La popolazione africana è sempre stata soggetta a una perpetuata discriminazione atavica nei propri confronti: solo in Italia in 18 anni ci sono stati circa 7.426 episodi di xenofobia. Accade infatti che il 6 settembre a Colleferro il ventunenne Willy Monteiro venga ucciso da 4 giovani a suon di calci e pungi: alla base un movente razziale. Accade che il 3 febbraio del 2018 Macerata sia stata scenario di un raid razzista: un uomo in corsa sulla propria auto ha sparato sei persone, tutte africane. Poi accade anche che Jerry, ventinovenne originario del Ghana, mentre nel 2017 si recava a lavoro tramite autobus su cui abitualmente era solito salire, venga colpito da un pugno sferratogli così precisamente da un passeggero (il quale dapprima aveva iniziato a inveirgli contro verbalmente) tanto da provocargli una lesione irreversibile al midollo spinale, rompendogli una vertebra, costringendolo alla paralisi irreversibile. Accade che al suo stesso avvocato Hillary Sedu,- praticante presso il Foro di Napoli, di origine nigeriana- nel 2021, a distanza di pochi anni, un giudice chieda se si sia o meno laureato. E di violenza indiscriminata è vittima Victor, poi Luis. Poi succede anche però che nella metropolitana di Napoli un giovane, dichiaratosi espressamente razzista, nell’insultare un immigrato pakistano per le sue origini venga zittito da un’altra passeggera, la quale afferma «non sei razzista, sei str…» Accade che un migrante pianga tra le braccia di una giovanissima volontaria della Croce Rossa; accade l’umanità, la fratellanza, la cura per il prossimo. Poi arrivano le critiche smisurate a quello che è stato, semplicemente, un gesto d’amore filantropo, un inno solidale all’empatia. E quindi accade l’odio. 
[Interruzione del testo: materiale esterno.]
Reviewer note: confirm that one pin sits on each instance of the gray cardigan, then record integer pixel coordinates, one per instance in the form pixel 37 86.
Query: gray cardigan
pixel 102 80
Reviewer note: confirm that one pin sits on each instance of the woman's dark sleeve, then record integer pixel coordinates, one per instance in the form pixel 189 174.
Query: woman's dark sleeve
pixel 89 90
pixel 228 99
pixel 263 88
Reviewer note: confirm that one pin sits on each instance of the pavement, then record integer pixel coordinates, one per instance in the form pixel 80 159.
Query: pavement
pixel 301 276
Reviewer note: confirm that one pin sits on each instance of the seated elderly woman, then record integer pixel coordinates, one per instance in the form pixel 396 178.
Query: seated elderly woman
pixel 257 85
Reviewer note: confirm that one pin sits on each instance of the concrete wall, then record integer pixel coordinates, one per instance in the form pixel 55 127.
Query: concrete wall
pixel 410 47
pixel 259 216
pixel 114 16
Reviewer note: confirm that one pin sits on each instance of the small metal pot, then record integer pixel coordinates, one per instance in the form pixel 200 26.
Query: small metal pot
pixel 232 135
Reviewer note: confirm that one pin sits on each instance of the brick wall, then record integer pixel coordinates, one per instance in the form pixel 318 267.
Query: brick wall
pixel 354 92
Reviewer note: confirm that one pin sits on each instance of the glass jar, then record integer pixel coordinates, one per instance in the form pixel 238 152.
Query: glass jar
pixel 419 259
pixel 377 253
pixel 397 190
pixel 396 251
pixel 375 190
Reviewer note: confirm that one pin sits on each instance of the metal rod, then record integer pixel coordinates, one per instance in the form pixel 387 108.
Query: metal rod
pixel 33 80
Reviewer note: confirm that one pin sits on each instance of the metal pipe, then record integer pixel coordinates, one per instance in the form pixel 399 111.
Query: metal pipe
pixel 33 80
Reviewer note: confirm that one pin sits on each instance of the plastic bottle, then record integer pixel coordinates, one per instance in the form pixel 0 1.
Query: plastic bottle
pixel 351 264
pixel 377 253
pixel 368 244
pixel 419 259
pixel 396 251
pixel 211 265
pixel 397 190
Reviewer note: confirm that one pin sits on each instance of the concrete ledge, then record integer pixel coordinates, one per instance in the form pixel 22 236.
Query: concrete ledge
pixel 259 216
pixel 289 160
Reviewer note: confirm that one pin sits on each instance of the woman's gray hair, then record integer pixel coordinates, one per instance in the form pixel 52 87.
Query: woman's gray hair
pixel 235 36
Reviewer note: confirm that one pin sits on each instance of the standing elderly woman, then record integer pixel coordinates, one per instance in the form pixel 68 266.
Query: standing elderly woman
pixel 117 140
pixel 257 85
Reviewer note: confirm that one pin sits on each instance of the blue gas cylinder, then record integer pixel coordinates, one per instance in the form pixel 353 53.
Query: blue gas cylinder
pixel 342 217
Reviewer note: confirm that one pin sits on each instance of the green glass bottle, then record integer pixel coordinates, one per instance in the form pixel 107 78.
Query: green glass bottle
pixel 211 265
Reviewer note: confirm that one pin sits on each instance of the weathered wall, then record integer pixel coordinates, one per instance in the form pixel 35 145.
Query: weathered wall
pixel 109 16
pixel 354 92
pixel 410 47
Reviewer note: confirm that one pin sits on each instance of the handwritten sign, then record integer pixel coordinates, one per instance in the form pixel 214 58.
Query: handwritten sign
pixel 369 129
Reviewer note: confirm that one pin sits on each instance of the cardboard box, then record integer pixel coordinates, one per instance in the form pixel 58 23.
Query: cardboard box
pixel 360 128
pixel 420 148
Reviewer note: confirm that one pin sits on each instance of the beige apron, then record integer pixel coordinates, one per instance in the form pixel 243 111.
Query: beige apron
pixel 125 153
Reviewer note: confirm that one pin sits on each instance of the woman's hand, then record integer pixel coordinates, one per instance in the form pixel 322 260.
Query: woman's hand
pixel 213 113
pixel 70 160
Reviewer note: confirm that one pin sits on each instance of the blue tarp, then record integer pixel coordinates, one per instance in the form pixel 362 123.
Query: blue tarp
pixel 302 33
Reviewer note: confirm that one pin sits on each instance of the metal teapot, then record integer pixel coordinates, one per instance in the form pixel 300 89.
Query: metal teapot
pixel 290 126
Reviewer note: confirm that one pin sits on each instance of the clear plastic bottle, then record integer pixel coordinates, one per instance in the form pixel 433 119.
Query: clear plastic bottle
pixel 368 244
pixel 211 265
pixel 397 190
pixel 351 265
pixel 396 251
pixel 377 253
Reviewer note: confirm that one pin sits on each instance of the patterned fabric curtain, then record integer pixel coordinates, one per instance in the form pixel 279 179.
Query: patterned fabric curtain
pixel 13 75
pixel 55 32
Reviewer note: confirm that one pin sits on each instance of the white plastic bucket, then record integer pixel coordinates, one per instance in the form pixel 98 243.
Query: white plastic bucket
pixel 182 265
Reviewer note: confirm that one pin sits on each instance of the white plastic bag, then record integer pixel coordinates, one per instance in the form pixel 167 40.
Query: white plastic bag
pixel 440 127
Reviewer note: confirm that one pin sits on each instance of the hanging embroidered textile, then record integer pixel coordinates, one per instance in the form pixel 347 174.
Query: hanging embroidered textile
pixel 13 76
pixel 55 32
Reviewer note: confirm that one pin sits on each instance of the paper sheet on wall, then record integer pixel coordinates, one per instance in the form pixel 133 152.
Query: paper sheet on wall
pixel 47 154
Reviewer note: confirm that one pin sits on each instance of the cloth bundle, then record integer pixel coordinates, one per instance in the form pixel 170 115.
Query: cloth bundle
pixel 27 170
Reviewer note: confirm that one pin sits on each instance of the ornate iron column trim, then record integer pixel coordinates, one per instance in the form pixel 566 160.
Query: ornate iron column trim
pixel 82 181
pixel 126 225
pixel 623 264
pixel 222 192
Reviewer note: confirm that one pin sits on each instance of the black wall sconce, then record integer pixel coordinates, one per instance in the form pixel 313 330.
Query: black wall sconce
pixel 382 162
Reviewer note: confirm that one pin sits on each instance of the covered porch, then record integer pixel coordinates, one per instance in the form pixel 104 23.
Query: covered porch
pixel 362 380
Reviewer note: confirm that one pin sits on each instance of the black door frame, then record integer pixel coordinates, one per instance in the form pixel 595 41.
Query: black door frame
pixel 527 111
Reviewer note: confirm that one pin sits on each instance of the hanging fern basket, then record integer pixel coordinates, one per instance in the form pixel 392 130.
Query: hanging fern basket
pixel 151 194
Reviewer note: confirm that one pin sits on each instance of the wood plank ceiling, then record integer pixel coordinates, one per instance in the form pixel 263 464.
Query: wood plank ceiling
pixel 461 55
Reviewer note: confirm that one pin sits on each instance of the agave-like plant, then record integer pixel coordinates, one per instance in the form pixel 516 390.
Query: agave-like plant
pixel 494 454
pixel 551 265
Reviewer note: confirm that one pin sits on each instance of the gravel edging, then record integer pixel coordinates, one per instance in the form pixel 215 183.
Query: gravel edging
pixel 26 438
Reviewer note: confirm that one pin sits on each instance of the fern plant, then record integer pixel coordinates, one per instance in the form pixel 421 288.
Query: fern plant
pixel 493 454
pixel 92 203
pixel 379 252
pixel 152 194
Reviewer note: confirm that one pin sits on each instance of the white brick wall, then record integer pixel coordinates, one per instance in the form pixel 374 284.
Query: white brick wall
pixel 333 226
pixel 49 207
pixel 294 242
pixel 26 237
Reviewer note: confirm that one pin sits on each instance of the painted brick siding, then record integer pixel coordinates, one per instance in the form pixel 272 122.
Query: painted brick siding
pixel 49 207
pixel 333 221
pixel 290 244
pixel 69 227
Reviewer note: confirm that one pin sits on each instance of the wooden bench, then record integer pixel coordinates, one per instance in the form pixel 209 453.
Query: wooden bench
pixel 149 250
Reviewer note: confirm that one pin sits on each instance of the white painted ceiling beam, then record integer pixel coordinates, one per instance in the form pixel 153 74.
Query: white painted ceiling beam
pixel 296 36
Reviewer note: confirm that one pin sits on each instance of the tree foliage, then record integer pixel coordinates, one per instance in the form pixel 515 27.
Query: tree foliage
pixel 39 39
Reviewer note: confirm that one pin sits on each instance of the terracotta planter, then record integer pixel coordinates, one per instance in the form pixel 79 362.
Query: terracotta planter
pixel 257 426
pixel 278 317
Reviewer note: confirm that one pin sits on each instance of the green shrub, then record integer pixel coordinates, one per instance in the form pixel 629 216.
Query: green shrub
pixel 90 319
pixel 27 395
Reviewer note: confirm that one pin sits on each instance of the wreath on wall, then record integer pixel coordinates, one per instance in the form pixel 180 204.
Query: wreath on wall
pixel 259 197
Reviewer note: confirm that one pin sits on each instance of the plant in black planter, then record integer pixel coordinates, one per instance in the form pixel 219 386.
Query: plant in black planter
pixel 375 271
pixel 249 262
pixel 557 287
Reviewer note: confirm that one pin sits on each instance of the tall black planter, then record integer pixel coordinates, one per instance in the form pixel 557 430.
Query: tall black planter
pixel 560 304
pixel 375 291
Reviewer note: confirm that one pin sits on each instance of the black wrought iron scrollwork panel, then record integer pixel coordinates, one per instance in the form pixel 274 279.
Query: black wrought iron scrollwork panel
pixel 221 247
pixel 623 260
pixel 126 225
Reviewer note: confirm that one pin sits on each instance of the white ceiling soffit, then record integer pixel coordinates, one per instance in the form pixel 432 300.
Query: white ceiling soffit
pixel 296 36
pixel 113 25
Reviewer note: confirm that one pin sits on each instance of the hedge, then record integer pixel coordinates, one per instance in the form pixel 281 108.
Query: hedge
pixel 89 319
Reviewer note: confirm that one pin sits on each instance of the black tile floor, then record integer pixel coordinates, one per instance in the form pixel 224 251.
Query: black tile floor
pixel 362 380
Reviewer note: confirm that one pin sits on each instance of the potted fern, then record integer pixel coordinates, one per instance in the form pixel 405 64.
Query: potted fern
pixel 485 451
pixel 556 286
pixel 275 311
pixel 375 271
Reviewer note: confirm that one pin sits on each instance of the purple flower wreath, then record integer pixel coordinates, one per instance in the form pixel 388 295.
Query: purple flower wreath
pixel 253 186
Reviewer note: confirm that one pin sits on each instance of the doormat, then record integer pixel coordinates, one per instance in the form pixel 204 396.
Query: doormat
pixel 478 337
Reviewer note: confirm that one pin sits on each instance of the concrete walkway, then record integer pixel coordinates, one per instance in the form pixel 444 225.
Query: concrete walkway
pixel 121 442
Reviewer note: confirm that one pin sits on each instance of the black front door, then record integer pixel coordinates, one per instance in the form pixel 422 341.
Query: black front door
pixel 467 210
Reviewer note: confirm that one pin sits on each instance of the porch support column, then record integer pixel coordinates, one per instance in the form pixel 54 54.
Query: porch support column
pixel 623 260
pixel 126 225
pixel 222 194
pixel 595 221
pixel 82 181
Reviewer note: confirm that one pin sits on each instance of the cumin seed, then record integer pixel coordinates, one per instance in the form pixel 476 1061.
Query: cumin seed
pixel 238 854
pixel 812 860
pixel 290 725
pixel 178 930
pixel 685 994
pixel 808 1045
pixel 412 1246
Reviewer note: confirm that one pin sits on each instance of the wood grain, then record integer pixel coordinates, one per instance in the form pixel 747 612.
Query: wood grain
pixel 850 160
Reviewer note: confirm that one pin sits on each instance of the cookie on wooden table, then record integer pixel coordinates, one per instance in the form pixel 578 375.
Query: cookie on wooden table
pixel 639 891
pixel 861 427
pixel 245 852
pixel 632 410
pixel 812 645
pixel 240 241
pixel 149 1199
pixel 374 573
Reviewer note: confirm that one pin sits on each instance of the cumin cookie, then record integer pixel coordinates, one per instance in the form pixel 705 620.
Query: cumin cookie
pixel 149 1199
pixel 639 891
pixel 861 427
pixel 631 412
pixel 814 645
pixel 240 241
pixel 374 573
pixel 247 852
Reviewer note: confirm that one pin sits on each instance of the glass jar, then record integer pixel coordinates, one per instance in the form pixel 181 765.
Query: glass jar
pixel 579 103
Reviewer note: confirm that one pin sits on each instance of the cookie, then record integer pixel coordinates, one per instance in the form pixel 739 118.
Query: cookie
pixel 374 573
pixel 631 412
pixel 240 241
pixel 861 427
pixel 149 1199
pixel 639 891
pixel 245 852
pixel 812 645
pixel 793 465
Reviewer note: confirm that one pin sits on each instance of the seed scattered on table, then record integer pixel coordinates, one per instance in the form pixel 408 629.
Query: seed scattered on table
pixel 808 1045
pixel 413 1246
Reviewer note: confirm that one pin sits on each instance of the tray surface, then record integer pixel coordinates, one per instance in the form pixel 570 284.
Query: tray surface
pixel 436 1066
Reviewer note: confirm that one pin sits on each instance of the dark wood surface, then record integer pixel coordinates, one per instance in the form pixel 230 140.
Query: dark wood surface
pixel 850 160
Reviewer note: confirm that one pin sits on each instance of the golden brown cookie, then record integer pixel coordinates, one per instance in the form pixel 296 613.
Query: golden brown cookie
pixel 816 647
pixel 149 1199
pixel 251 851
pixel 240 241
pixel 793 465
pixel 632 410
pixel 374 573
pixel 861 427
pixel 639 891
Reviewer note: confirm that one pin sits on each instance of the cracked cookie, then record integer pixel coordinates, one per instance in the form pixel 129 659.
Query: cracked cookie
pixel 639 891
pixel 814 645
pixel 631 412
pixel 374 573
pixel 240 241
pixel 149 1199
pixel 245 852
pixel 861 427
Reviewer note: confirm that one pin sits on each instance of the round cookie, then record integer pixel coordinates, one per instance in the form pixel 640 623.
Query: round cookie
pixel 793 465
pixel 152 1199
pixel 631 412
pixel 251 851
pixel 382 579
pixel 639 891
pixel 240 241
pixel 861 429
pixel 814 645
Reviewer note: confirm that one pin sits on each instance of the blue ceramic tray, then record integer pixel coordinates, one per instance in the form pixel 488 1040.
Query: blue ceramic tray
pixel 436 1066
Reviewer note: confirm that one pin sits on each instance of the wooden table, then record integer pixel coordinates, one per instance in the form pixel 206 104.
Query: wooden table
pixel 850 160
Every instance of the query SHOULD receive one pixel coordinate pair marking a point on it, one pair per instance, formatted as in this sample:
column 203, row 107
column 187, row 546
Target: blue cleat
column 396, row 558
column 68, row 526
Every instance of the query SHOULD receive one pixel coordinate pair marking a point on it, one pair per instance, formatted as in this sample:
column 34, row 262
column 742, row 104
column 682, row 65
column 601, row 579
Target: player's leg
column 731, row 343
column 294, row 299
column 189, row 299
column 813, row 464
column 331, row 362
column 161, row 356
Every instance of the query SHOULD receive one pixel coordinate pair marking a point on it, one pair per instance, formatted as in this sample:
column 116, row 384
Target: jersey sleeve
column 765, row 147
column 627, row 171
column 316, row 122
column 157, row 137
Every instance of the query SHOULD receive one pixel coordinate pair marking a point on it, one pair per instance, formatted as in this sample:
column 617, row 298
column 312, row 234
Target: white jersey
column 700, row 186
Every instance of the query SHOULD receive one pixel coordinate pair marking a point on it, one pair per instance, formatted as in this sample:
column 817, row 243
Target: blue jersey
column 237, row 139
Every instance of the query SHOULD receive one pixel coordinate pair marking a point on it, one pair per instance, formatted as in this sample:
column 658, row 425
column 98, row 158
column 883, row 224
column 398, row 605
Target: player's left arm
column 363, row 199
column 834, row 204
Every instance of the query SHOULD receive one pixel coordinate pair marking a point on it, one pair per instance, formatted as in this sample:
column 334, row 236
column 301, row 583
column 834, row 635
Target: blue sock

E le scritte sui muri, la discriminazione istituzionale, quella sociale, l’emarginazione del più debole, palesato talvolta dalla propaganda politica come capro espiatorio. La discriminazione razziale è in Italia, come nel mondo, esercitata quotidianamente, sotto gli occhi di tutti: si annida infatti prima di tutto nei gesti comuni, poco plateali. E’ la storia dell’uomo nero, dell’immigrato che ruba il lavoro, della famiglia che non accetta la controparte straniera. E’ il puro trattamento di sufficienza, seguito da quello animalesco. Il controllo esclusivo del biglietto sull’autobus, qualsiasi sia il frutto di un trattamento riservato a base pregiudiziale. La ghettizzazione. L’emarginazione, la privazione di possibilità. E’ il lavoro precario, l’assenza di garanzie in caso di ferite. L’accoglienza fallace e ostruzionista, le pessime condizioni di permanenza, i porti chiusi. 

E’ la lotta per la cittadinanza, la sua burocrazia macchinosa. La discriminazione razziale risiede nel doverla ancora combattere, nella sensibilizzazione ancora necessaria, nell’aver istituito tale giornata. Perché, come diceva Martin Luther King, «Abbiamo imparato a volare come gli uccelli, a nuotare come i pesci, ma non abbiamo imparato l'arte di vivere come fratelli». Oggi con l’intento di provarci, nella speranza un giorno di riuscirci. Perché «E’ sempre il momento giusto per fare quello che è giusto». Ed è quindi sempre il momento di non voltare la faccia, facendo silenzio, di non deporre le armi di quella che risulta essere una guerra combattuta per la pace.